Oczywiście pewne rzeczy naturalnie się zużywają; porysowałem obrączką dźwignię zmiany biegów a żona swoimi paznokciami (chociaż się do tego nie przyznaje) plastikowy element który jest wokół sterowników szyb (jest on pokryty czymś w rodzaju czarnej gumy, lateksu i to zaczęło się odrapywać –zdrapałem to do końca i polakierowałem w kolorze nadwozia i jest całkiem nieżle)
Mój nissan jest z 2003 roku to ostatnia konstrukcja wpełni nissana, japoński motor oraz sterownik denso a nie bosch; dlatego pewnie tak dobrze się sprawuje
_____________________________________________________________________________

Nissana Primere WP12 1.8, z 2003 roku, z udokumentowanym przebiegiem 100tys km, Full Nissan Service History, kupiłem jakiś miesiąc temu, przejeżdżając do tej pory około 3tys km. Poprzednim moim autem była Toyota Avensis T25, sedan, z 2004 roku (70tys km, 1.8 automat), również z Full Toyota Service Hstory, którą jeździłem przez około 6 miesięcy nabijając 10tys km. A więc mamy dwa zadbane autka w miarę świeże i że temat dość luźny pozwolę sobie tutaj porównać te dwa modele.
Zgodzę się z przedmówcami, iż pomimo tego, że Avensis i Primera znajdują się w tej samej klasie, to Toyota prezentuje wyższy poziom niż Nissan...NIESTETY. Albo może i STETY gdyż zaletą tego stanu rzeczy są ceny używanych P12-tek o około 30% mniejsze (a nawet więcej) niż analogiczne Avensisy.

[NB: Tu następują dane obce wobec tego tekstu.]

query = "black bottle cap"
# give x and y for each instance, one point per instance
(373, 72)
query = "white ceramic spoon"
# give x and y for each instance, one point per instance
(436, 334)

Ale wracając do wad i zalet P12 w konfrontacji z Toyotą Avensis.
SILNIK
Zaczynając od silników niestety Nissan zostaje z tyłu. 1.8 VVTi Toyoty znacznie żwawiej porusza Avką pomimo, iż to 4 biegowy automat (z sekwencją). Ma to dobicie w danych fabrycznych w sprincie do 100km/h. Nissan dla P12 1.8 (116KM) podaje 11.9s dla manuala a Toyota dla 1.8 (129KM) manual 11s (a 11.6s dla automata). Toyota na wysokich obrotach jest dużo żwawsza. Łatwiej, szybciej i przyjemniej wchodzi na wysokie obroty łapiąc drugi oddech przy około 4000 RPM. W Nissanie nie odbywa się to już z taką spontanicznością. Nie czuć tych zmiennych faz rozrządu. Niby są ale jakieś takie nieśmiałe. Tutaj silnik powyżej 5tys mówi już DAJ SPOKUJ!! Nie ma tej lekkości i nie zachęca do dalszej zabawy. Oczywiście pewnie i da rade więcej, ale nie odczuwa się przy tym takiej frajdy jak w Toyocie, która wręcz prosi się o lanie. Nissan sprawia wrażenie, że robi się mu krzywdę. No cóż, jeżeli ktoś chce mieć namiastkę sportowych wrażeń z jazdy Primerką powinien się rozejrzeć za opcją 2.0
A jak już jesteśmy przy silnikach...w obydwu autach problem z zużyciem oleju! Pomimo pełnych historii serwisowych w Avce to około 0,3l na 1000km (5w50) a w Primerze 0,8l na 1000km (10w40). I w obydwu przypadkach wszystko jest w normie przewidzianej przez producenta!! Przed Avką miałem Primerę P11 z 1997 1.6 16v z przebiegiem 250tys km i ani grama między przeglądami nie dolewałem!! To był samochód! Pewnie do dziś brusi... Plusem Avki jest to, iż do silnika 1.8 wchodzi 4l oleju, a zakres między min i max poziomem wynosił około 1l. Czyli dłużej można jeździć bez dolewek. Poza tym zapobiegawczy inżynierowie z Toyoty umieścili na desce lampkę ostrzegającą o niskim poziomie oleju. Nie do przecenienia w silnikach zużywających olej. Nie jest to standardowa diodka informująca o ciśnieniu oleju, jaką każde auto ma, a o jego niskim poziomie. Efekt taki, iż zostaniemy ostrzeżeni długo przed zatarciem silnika a nie w trakcie jego ostatnich chwil. W P12 takiego czegoś brakuje a i do silnika 1.8 wlejesz tylko 3l oleju. Z racji tego, że bierze on dużo oleju, nie ma żadnej ostrzegającej lampki i mało samego oleju w silniku jest, jadąc w trasie częściej sprawdzam stan oleju niż tankuję!! No ale skoro takie są dzisiejsze normy... Ponoć i Honda ma zapis mówiący po cichu o 1l na każde 1000km!! Oni powinni to w broszurkach podawać zaraz obok zużycia paliwa!! "NASZE AUTA POTRZEBUJĄ TYLKO 15 LITRÓW DOLEWKI OLEJU MIĘDZY PRZEGLĄDAMI!!".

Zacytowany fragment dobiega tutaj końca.